Monday, Jul. 03, 1978

Skeptics' Prize

Honors for doubting Thomases

Late into the night, veteran Associated Press Science Writer Rennie Taylor discussed the question with his friend, A.P. Science Editor Alton Blakeslee. To whom--or what--should Taylor bequeath his estate? That night the American Tentative Society was conceived. Its goal: to encourage independent scientific thinking. Why "tentative"? Because, as Society President Blakeslee explains, "all ideas should be regarded as tentative. Otherwise we become prisoners of yesterday, stuck with dogmas."

Last week, some 15 years later, the society took its first big step toward encouraging its iconoclastic objective. Dipping into the $300,000 left to it by Taylor, who died in 1973, the society honored six scientists with its first $2,500 awards.
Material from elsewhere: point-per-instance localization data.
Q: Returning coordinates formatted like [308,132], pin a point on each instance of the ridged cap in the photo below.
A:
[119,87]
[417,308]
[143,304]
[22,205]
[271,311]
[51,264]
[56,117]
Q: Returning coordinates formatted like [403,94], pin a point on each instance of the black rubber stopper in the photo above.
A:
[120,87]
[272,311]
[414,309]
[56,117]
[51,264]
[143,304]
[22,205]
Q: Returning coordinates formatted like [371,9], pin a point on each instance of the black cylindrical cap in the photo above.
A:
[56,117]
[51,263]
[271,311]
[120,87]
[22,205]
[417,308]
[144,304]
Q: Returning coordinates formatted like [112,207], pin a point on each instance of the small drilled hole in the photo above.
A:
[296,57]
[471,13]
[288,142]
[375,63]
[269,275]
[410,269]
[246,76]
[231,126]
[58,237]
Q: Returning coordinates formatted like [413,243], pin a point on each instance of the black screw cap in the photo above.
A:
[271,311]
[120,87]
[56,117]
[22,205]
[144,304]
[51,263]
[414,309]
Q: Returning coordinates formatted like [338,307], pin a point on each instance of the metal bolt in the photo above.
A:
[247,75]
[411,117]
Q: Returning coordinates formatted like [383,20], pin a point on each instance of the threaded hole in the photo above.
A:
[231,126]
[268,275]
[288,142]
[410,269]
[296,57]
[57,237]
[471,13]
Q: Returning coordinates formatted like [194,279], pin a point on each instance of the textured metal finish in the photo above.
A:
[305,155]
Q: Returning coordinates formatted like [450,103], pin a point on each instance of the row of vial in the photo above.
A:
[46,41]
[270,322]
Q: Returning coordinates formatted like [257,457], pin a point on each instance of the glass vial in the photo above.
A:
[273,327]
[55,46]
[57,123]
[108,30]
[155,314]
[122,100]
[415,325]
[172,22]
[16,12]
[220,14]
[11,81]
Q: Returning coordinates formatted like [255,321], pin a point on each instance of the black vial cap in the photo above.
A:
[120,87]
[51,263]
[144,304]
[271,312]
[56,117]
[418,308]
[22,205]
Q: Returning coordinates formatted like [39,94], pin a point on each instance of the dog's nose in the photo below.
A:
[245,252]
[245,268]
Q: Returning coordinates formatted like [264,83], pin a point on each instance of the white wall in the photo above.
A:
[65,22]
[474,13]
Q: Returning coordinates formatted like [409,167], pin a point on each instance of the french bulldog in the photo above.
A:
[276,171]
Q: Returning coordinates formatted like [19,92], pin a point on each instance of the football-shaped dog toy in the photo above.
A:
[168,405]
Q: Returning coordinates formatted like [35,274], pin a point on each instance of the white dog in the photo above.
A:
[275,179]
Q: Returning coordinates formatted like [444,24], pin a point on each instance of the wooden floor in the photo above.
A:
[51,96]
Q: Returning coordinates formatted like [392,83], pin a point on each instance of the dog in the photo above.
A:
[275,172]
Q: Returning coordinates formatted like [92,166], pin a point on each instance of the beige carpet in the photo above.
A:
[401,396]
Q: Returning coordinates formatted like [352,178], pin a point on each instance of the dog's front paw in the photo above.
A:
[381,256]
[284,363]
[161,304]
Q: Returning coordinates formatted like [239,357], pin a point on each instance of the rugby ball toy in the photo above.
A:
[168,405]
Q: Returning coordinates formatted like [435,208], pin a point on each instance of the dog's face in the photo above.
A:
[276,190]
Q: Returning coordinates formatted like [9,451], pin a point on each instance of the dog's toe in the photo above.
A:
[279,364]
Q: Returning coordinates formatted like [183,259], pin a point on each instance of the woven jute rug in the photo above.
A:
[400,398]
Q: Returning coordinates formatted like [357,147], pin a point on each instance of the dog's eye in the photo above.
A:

All are original thinkers whose doubting-Thomas attitude led to revolutionary developments in their fields:

Jocelyn Bell Burnell, who as an astronomy student at Cambridge University in 1967 noticed the precisely timed signals from what were later identified as pulsars.

Astronomer Frank Drake, who in 1960 with Project Ozma began the first serious quest for extraterrestrial intelligent life.

Edwin Land, the self-taught genius who invented instant photography.

Norman Shumway, Stanford heart-transplant pioneer, and his colleague, Immunologist Rose Payne, who kept the new hearts from being rejected.

J. Tuzo Wilson, the Canadian geophysicist who championed continental drift and plate tectonics long before many of his conservative colleagues would even consider these theories.